Consumers and Mobile Financial Services
March 2014
- How Mobile Phones Affect Shopping Behavior
- Use of Mobile Phones in Financial Decisionmaking
- Conclusion
- Appendix 1: Technical Appendix on Survey Methodology
Use of Mobile Phones in Financial Decisionmaking
As the use of mobile banking increases, mobile phones are increasingly becoming tools for managing personal finances and tracking spending. For example, 69 percent of mobile banking users report using their mobile phone to check account balances or available credit before making a large purchase in the past 12 months. Of those who checked their balance or available credit, 50 percent report that they decided not to buy an item because of the amount of money in their bank account or the amount of available credit.Some smartphone users actively manage their finances on their mobile phones: 24 percent report using their phone to track purchases and expenses. Among those tracking their finances on their mobile phones, 43 percent use a service provided by their bank, 34 percent use the web browser to access a website, 31 percent use a mobile application for expense tracking, 15 percent take notes in a notepad or word processor, and 7 percent use a spreadsheet.
Because many consumers have near-constant access to their mobile phones, these devices have the potential to provide "just-in-time information" that can influence consumer financial behavior and help them to make different, and perhaps smarter, financial decisions. The actions consumers take in response to the receipt of text message or e-mail notices from their financial institutions demonstrate some of the potential effects of this technology for encouraging consumers to engage in different financial behaviors that may prove to have beneficial outcomes.

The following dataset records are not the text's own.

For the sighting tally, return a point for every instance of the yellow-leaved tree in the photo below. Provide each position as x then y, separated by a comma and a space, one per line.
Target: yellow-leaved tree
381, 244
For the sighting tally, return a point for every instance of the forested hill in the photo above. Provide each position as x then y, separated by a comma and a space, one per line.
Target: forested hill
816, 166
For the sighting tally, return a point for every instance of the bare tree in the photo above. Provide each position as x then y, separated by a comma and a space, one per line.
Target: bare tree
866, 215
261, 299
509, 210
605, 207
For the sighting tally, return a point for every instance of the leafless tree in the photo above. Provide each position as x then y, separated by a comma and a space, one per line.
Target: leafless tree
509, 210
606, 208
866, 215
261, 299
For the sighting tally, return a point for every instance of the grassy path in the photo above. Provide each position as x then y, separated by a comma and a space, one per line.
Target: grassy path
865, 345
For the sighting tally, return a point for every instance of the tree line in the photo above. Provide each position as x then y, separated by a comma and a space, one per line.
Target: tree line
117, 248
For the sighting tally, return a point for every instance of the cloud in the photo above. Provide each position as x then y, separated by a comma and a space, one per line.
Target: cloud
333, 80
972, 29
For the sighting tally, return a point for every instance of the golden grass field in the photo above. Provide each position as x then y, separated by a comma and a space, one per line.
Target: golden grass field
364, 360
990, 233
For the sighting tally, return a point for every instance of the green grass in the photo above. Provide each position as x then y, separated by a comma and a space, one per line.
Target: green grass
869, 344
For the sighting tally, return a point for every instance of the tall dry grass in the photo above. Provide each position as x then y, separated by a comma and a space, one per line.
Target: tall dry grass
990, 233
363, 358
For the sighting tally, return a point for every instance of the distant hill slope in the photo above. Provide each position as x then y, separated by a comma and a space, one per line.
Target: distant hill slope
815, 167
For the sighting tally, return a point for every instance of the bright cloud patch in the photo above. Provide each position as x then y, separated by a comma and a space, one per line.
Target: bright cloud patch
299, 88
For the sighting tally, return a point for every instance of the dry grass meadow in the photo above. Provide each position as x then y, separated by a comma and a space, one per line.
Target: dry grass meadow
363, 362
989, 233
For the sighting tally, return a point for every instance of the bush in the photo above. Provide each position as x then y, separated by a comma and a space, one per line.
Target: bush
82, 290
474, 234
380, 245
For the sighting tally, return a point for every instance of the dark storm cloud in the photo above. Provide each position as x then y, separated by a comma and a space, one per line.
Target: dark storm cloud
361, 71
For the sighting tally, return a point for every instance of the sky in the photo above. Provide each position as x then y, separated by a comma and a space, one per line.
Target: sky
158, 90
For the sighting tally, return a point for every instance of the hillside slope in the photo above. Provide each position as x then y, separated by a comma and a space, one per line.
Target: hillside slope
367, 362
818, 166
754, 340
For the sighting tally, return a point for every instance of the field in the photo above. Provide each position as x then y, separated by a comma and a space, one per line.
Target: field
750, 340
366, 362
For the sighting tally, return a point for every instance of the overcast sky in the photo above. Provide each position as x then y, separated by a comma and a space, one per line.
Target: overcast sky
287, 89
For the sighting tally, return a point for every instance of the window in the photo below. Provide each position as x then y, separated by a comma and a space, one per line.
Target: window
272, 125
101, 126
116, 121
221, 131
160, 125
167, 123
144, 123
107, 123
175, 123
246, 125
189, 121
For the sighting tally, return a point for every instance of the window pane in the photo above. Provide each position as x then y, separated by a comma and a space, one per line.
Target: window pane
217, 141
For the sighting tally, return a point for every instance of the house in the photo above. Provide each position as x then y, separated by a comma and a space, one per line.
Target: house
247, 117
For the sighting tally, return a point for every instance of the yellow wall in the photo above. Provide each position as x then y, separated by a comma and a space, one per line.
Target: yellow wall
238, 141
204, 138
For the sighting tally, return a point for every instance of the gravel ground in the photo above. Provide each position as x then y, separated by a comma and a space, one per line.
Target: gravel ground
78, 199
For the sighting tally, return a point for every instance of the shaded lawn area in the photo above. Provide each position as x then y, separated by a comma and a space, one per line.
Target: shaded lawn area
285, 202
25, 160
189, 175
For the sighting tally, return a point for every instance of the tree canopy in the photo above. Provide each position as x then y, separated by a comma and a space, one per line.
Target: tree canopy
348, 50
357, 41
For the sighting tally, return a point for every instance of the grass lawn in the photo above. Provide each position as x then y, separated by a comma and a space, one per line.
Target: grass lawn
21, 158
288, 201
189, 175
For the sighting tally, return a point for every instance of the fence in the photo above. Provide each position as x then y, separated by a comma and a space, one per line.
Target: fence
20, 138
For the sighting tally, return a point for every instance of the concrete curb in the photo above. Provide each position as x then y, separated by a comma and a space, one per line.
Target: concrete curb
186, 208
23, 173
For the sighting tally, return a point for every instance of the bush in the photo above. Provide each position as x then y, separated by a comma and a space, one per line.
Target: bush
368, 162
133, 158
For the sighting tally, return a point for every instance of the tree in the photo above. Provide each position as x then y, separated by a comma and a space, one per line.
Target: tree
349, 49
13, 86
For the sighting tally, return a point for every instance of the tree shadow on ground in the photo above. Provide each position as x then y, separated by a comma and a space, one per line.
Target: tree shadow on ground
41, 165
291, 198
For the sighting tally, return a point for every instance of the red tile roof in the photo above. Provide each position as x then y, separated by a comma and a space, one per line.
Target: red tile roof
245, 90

More than half (53 percent) of people who use mobile banking receive e-mail alerts from their bank and 43 percent receive text message alerts. Among those receiving alerts, 52 percent receive "low-balance alerts," 49 percent receive "statement available notifications," 42 percent receive "payment due alerts," 41 percent receive "deposit or withdrawal alerts," 38 percent receive "fraud alerts," and 25 percent receive "credit card balance alerts" (figure 8). Consumers who received a low-balance alert from their bank nearly all report taking some action in response: transferring money into the account with the low-balance (47 percent), reducing their spending (37 percent), or depositing additional money into the account (32 percent) (figure 9). Only 19 percent report taking no action in response to receiving a low-balance alert.